Through the efforts of Rev. Mike Densmore and Rev. Denise Mullaney, the Perkins School of Theology at SMU offered a Spiritual Direction Certification course at Camp Sumatanga beginning in October of 2015. The two-year program trains clergy and laity called to this specialized ministry. As the course to draws to a close, two participants in the program were asked to share their thoughts.
I graduated from Perkins with an M.Div. in 2002, so I knew first-hand how excellent the school was. A few years ago, when Perkins first offered the certification program, I was very interested, but was not in a place professionally or financially to attend. When it was announced that the program was going to be offered at Camp Sumatanga, I was thrilled and couldn’t wait to sign up. I have not been disappointed – it was what I expected it would be: excellent teaching and processing through the whole course.
As a pastor, I was and am often called upon for spiritual direction in an informal way as part of my job. However, I realized that I needed more knowledge and practice in a structured and credible way. I have received that and more.
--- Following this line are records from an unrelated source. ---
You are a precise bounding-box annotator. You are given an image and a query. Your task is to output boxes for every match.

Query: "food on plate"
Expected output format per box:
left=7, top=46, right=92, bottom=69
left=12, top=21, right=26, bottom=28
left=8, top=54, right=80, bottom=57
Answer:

I have grown personally in my own faith walk with God. I have been led to examine spiritual disciplines I had not tried before, such as centering prayer. I have learned which spiritual practices work for me and which don’t. This will be valuable when I direct others – I can lead them into these practices and understand what they are going through as they grow in their spiritual lives. I can also help them discover and develop their own spiritual muscles.
The instructors we have had so far have stretched me, guiding me into learning more about spiritual formation and direction, instilling in me the desire to know more and to grow deeper in my faith journey, personally and professionally. One of the best things has been the relationships I have formed with members of my cohort. We have shared so much of our spiritual lives with one another, and I have observed and learned from them things that have deepened my faith. As in seminary, these are relationships that will remain for a lifetime.